Mon avis :
Second court-métrage de Philippe Larue (le premier, un polar, avait été
primé au festival de Cognac), Clandestin retrace les dix dernières
minutes de la vie d'un immigré clandestin. Ce qui frappe au premier
visionnage c'est l'importance accordée au visuel. Philippe Larue, à
l'origine homme de théâtre, laisse ici et là son empreinte. Il joue
constamment sur le parallélisme. Tout d'abord en opposant une diégèse
relative aux dix dernières minutes d'existence du clandestin à une voix
off débitant pêle-mêle des souvenirs des deux dernières années, un
souvenir en appelant un autre. Un procédé très proche de celui employé
par Claude Simon dans son roman Histoire. Il y a pire comme modèle.

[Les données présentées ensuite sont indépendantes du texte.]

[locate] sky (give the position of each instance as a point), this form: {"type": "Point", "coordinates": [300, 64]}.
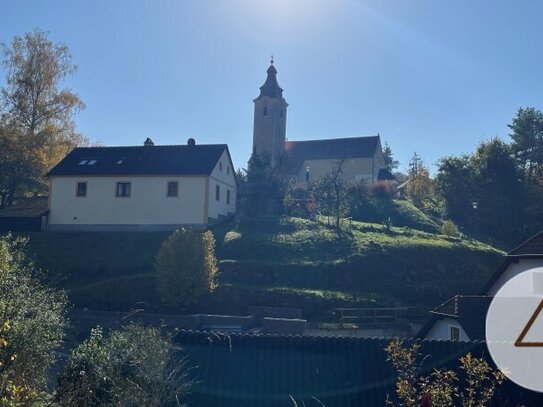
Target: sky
{"type": "Point", "coordinates": [435, 77]}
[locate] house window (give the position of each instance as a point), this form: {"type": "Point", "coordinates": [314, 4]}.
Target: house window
{"type": "Point", "coordinates": [173, 189]}
{"type": "Point", "coordinates": [81, 189]}
{"type": "Point", "coordinates": [123, 190]}
{"type": "Point", "coordinates": [454, 333]}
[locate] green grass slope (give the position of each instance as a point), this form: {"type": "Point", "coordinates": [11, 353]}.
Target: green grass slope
{"type": "Point", "coordinates": [400, 266]}
{"type": "Point", "coordinates": [278, 261]}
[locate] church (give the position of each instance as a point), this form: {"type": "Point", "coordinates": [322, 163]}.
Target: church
{"type": "Point", "coordinates": [362, 157]}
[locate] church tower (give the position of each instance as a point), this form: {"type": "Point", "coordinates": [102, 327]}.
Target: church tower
{"type": "Point", "coordinates": [270, 119]}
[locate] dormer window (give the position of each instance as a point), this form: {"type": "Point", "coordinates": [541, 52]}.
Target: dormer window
{"type": "Point", "coordinates": [88, 161]}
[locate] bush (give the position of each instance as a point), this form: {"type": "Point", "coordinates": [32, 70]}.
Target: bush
{"type": "Point", "coordinates": [295, 202]}
{"type": "Point", "coordinates": [359, 203]}
{"type": "Point", "coordinates": [186, 267]}
{"type": "Point", "coordinates": [475, 383]}
{"type": "Point", "coordinates": [32, 321]}
{"type": "Point", "coordinates": [382, 190]}
{"type": "Point", "coordinates": [135, 366]}
{"type": "Point", "coordinates": [449, 229]}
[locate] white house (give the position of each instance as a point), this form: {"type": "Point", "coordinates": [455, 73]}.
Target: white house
{"type": "Point", "coordinates": [142, 187]}
{"type": "Point", "coordinates": [463, 318]}
{"type": "Point", "coordinates": [460, 319]}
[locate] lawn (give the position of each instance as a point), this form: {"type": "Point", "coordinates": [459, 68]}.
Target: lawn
{"type": "Point", "coordinates": [275, 261]}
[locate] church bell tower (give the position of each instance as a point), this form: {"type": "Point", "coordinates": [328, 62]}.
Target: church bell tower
{"type": "Point", "coordinates": [270, 118]}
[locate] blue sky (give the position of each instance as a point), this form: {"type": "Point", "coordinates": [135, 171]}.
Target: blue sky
{"type": "Point", "coordinates": [436, 77]}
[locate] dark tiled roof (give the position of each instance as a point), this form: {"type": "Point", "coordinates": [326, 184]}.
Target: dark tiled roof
{"type": "Point", "coordinates": [469, 310]}
{"type": "Point", "coordinates": [26, 208]}
{"type": "Point", "coordinates": [533, 246]}
{"type": "Point", "coordinates": [299, 151]}
{"type": "Point", "coordinates": [142, 160]}
{"type": "Point", "coordinates": [266, 370]}
{"type": "Point", "coordinates": [271, 87]}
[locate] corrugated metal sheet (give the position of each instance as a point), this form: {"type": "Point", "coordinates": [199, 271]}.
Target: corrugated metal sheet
{"type": "Point", "coordinates": [266, 370]}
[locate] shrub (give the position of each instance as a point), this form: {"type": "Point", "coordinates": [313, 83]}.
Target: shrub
{"type": "Point", "coordinates": [186, 267]}
{"type": "Point", "coordinates": [381, 190]}
{"type": "Point", "coordinates": [135, 366]}
{"type": "Point", "coordinates": [32, 321]}
{"type": "Point", "coordinates": [449, 229]}
{"type": "Point", "coordinates": [358, 201]}
{"type": "Point", "coordinates": [476, 386]}
{"type": "Point", "coordinates": [295, 202]}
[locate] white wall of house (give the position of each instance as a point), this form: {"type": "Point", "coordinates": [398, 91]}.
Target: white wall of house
{"type": "Point", "coordinates": [378, 160]}
{"type": "Point", "coordinates": [513, 270]}
{"type": "Point", "coordinates": [442, 327]}
{"type": "Point", "coordinates": [148, 204]}
{"type": "Point", "coordinates": [222, 176]}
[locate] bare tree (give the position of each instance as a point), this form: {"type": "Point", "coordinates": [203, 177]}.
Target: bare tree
{"type": "Point", "coordinates": [36, 116]}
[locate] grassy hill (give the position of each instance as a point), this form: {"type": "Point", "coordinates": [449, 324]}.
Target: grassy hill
{"type": "Point", "coordinates": [277, 261]}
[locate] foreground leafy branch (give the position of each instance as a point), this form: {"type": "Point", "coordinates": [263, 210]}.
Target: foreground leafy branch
{"type": "Point", "coordinates": [474, 386]}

Film politique, Clandestin ne porte pourtant pas de réel jugement. Le
message est sublimé par la poésie presque palpable qui se dégage de
chaque scène. La chorégraphie de la course du héros amorce une
métaphore filée de l'athlétisme, véritable course contre la fatalité.
Le moment où il bascule du haut de l'immeuble se présente comme un
constat d'échec. Impossibilité de grimper les échelons de la société.
Ta place est en bas. On pense alors au "Tu mangeras quand tu seras
compétitif", affiche qui nous à tous fait détourner le regard en
attendant le bus, le train, le métro... Philippe Larue nous montre les
choses telles qu'elles sont. Pas de fiction ici, simplement un constat.